A few months ago, OLYMPE, the network for francophone feminist studies in international law and relations, published its first collective opus. Entitled Féminisme(s) et droit international. Études du réseau Olympe (Éd. de la Société de Législation Comparée), this volume brings together, under the co-direction of Emmanuelle Tourme Jouannet, Laurence Burgorgue-Larsen, Horatia Muir Watt and Hélène Ruiz Fabri, 14 chapters providing a valuable first overview of the state of feminist research in international law and international relations in French. All in all, a great addition to the critical canon of international law in French. As an important side note, OLYMPE is already preparing a call for a second volume on LGBTQIA/Queer approaches to international law. Said call should be issued in a few issues; stay tuned!
For the non-French speakers and the impatient readers, here follows a summary of the book. Rather eclectic in their focus, its 14 chapters revolve around a historical, a theoretical and a thematic perspective and are preceded by a critical introduction of the painting chosen as a cover for the book (Bérénice K. Schramm, “(Re)voir Phryné devant l’aréopage de Jean-Léon Gérôme (1861)”) and followed by an epilog powerfully recounting from a feminist perspective the experience of a refugee law officer on duty and in office, shedding light on the problematic contradictions that humanitarianism and international law, as male dominated discursive and physical spaces, produce for women in particular (Anne Charlotte Martineau, “Odysée d’une toubabou”).
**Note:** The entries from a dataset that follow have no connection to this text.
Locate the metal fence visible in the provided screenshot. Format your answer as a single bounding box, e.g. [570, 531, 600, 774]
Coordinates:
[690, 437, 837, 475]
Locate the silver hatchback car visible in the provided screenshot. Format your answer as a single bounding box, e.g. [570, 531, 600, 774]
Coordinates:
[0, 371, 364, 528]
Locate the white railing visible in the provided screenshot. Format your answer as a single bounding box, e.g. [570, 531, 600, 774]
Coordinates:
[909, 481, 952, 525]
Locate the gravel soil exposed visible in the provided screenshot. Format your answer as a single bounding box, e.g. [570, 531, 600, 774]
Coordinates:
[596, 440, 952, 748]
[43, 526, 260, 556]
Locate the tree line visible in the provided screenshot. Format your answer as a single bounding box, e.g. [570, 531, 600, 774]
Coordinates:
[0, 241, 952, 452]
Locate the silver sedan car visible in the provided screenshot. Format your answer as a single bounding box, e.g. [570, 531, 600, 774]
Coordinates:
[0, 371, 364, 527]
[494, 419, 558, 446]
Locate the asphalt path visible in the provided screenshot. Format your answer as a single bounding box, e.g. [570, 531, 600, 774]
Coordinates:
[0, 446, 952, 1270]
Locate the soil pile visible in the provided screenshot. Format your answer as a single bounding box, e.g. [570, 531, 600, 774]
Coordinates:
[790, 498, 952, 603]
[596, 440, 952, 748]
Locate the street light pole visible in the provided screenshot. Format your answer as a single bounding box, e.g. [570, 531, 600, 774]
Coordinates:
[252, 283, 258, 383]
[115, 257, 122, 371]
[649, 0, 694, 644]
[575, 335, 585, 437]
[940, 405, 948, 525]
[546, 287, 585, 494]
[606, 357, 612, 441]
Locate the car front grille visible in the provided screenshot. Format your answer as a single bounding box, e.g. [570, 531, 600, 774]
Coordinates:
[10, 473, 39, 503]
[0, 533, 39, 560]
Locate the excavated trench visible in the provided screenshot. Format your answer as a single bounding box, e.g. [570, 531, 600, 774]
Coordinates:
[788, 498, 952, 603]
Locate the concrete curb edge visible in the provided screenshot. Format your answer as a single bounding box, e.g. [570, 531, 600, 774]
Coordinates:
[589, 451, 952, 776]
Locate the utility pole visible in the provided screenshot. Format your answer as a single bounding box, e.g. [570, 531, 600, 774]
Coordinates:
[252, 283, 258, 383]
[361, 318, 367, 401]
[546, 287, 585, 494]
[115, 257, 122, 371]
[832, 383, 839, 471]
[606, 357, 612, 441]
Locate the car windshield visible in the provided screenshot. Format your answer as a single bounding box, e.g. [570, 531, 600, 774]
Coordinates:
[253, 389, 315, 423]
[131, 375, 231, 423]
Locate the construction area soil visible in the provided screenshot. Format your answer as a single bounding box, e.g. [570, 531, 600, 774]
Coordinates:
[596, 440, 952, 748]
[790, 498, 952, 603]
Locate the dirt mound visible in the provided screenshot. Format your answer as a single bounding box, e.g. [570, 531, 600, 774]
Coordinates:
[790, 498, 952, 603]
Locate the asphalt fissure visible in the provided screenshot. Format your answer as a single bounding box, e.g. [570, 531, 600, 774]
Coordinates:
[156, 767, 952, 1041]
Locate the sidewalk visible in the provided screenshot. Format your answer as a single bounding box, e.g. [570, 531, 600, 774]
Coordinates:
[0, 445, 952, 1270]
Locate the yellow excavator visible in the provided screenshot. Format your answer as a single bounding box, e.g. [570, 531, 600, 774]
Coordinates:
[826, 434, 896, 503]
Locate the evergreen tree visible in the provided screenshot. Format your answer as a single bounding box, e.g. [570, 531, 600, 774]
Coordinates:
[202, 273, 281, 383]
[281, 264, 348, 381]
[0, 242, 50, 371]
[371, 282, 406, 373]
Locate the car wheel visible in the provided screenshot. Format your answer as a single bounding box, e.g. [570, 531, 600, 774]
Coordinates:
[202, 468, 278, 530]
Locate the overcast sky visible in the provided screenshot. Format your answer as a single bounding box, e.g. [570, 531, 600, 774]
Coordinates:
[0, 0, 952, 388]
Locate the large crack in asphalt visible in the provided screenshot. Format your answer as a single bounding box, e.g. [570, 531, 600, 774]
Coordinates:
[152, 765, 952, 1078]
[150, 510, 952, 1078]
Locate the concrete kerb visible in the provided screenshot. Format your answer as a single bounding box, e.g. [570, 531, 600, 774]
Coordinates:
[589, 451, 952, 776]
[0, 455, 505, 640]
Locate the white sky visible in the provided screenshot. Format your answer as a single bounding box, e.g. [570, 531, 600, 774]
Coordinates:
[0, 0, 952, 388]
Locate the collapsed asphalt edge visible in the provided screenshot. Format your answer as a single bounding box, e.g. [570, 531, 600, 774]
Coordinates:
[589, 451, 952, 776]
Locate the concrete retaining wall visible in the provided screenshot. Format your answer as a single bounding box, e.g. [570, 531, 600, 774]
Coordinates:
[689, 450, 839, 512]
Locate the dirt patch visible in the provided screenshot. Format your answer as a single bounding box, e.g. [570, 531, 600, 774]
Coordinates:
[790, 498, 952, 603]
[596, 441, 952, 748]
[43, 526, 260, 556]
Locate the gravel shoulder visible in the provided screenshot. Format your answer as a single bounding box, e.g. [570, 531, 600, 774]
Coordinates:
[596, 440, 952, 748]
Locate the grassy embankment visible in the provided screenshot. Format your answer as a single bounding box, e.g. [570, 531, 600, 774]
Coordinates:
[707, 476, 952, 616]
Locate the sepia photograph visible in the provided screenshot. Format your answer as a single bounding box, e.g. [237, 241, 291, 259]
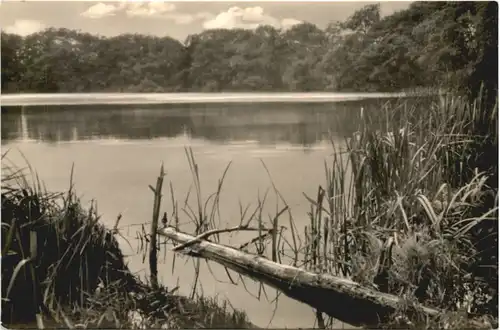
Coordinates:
[0, 0, 499, 330]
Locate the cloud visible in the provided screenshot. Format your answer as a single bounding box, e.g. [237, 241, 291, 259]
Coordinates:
[203, 6, 301, 29]
[81, 0, 203, 24]
[281, 18, 303, 29]
[125, 1, 176, 17]
[3, 19, 45, 37]
[81, 2, 118, 18]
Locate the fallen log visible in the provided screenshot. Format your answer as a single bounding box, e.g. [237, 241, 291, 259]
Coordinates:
[158, 227, 440, 327]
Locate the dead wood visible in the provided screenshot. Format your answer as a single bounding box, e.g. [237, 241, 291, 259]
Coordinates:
[158, 227, 440, 326]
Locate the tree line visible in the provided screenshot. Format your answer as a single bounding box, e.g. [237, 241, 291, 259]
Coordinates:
[1, 1, 498, 93]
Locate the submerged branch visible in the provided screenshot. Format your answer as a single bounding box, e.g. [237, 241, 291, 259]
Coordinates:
[158, 227, 440, 326]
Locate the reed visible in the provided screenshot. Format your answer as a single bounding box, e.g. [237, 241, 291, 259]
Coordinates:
[293, 95, 498, 325]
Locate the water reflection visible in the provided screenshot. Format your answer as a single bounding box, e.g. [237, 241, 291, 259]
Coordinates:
[2, 100, 398, 147]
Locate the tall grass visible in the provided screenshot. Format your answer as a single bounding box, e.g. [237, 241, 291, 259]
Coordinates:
[292, 96, 498, 328]
[2, 154, 251, 329]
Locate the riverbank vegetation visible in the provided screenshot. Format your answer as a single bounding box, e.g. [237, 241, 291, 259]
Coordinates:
[2, 2, 498, 328]
[2, 154, 252, 329]
[1, 2, 497, 93]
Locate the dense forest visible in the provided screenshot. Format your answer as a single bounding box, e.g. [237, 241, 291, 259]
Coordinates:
[1, 2, 498, 93]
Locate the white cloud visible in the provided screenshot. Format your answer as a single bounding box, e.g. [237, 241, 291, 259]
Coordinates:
[203, 6, 301, 29]
[126, 1, 175, 17]
[3, 19, 45, 37]
[81, 2, 118, 18]
[281, 18, 304, 29]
For those interested in historical developments, the book includes four chapters providing original accounts onf the absence and presence of women as objects, subjects and practitioners of the discipline in the past.
Charalambos Apostolodis, “Le marxisme et la cause féminine” – While the official Marxist dogma, and the texts it is build upon do not address the question of women’s oppression per se, it has undoubtedly contributed to the struggle for their emancipation. The German author’s writings do not showcase any genuine exploration of the origin of what some Marxist women have called “women’s enslavement”. Creative analysis of some of his less known texts regarding human alienation could however lead to a renewal of Marxist feminisms.
Martin Gallié and Maxine Visotzky-Charlebois, “Le droit des femmes tel qu’il a été enseigné par les Pères fondateurs du droit international public et leurs héritiers. Notes de lecture sur les ouvrages et les manuels du XVIe au XXIe siècle” – Examining international law seminal texts and textbooks published in the past five hundred years, this chapter seeks to understand the place of women in the discipline’s foundational writings. While old texts tend to rely on a categorization and hierarchy-ridden view of the relationship between men and women, “modern” texts only focus on discriminations and often displace them outside of the Global North. All in all, while critical approaches to international law today insist on the importance of the women/gender question, they however fail to address it outside of the realms of sexual violence or economic inequalities, missing the bigger question of gender domination.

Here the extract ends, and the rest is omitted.